With the massive innovation that drives the digital market these days, organizations are continuing to develop features, as well as new test code to cover these features.
What I’ve learned is that often, the test code developers would not always stop and look back into their existing test suites and validate whether the new tests that are being developed are somehow a superset to existing ones. In addition, legacy tests are a continuous load and overhead on your SDLC cycles length if they are not being maintained over time.
Many Owners To The Same Problem
Since we live in an agile/DevQAOps world, test code development is not a QA only problem, but rather everyone3s. Tests are being executed throughout the pipeline from Dev to integration and pre/post production testing.
Use of smart tagging mechanism for your test scenarios (login), suites (App A) and types unit, regression) can be a good step towards gaining control over your tests.
Without some context, discipline, and continuous structured validation of the tests, it will become harder as you progress your SDLC to debug, analyze and solve defects (would be like finding the key in the below visual mess)
- Develop the tests with context, tags and proper annotations that would make sense to you and your team even 12 months from the development day. Make sure that in your execution reports you then have a way to filter using these annotations to only get the view of a given functional area, platform etc.
- Match your device under tests capabilities to the test code and application under test. Make sure that you focus e.g. your fingerprint based tests only on the devices that support it (API XX and above).
- Perform test code review every agreed upon time – in such review, group your feature specific test suites and try to optimize, merge, eliminate flakiness, identify missing coverage areas etc. It is harder to do it as the time progresses, so depending on your release cadence and test development maturity, set the right goals – more reviews would be better than less – it will also be shorter and more efficient that way since the delta between such review will be smaller.
- Drive joint Dev, Test, Product, Marketing decisions based on data – When you have the ability to get quality analysis from your entire test suites, it is recommended to gather all counter parts and brainstorm on the findings. Which tests are most effective, can we shrink based on the data the release cycles, are we missing tests for specific areas, are there platforms that are more buggies than others, which tests takes longer than others to finish etc.

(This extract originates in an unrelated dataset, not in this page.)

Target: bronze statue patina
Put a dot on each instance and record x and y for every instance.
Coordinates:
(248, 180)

- Optimize your CI and build-acceptance testing – based on the above intelligence, teams can reach data driven decision about what to include in their CI as well. Testing in the build cycle via CI should be fast, reliable with zero false positives. With quality insights on your tests, you can decide and certify the most valuable and fastest tests to get into this CI testing, and by that to shrink the overall process without risking coverage aspect.
A test is code, and like you refactor, maintain, retire and improve your code, you should do the same to your tests. Make sure to always be in control over your tests, and by that, gain control over your quality of your app in a continuous manner.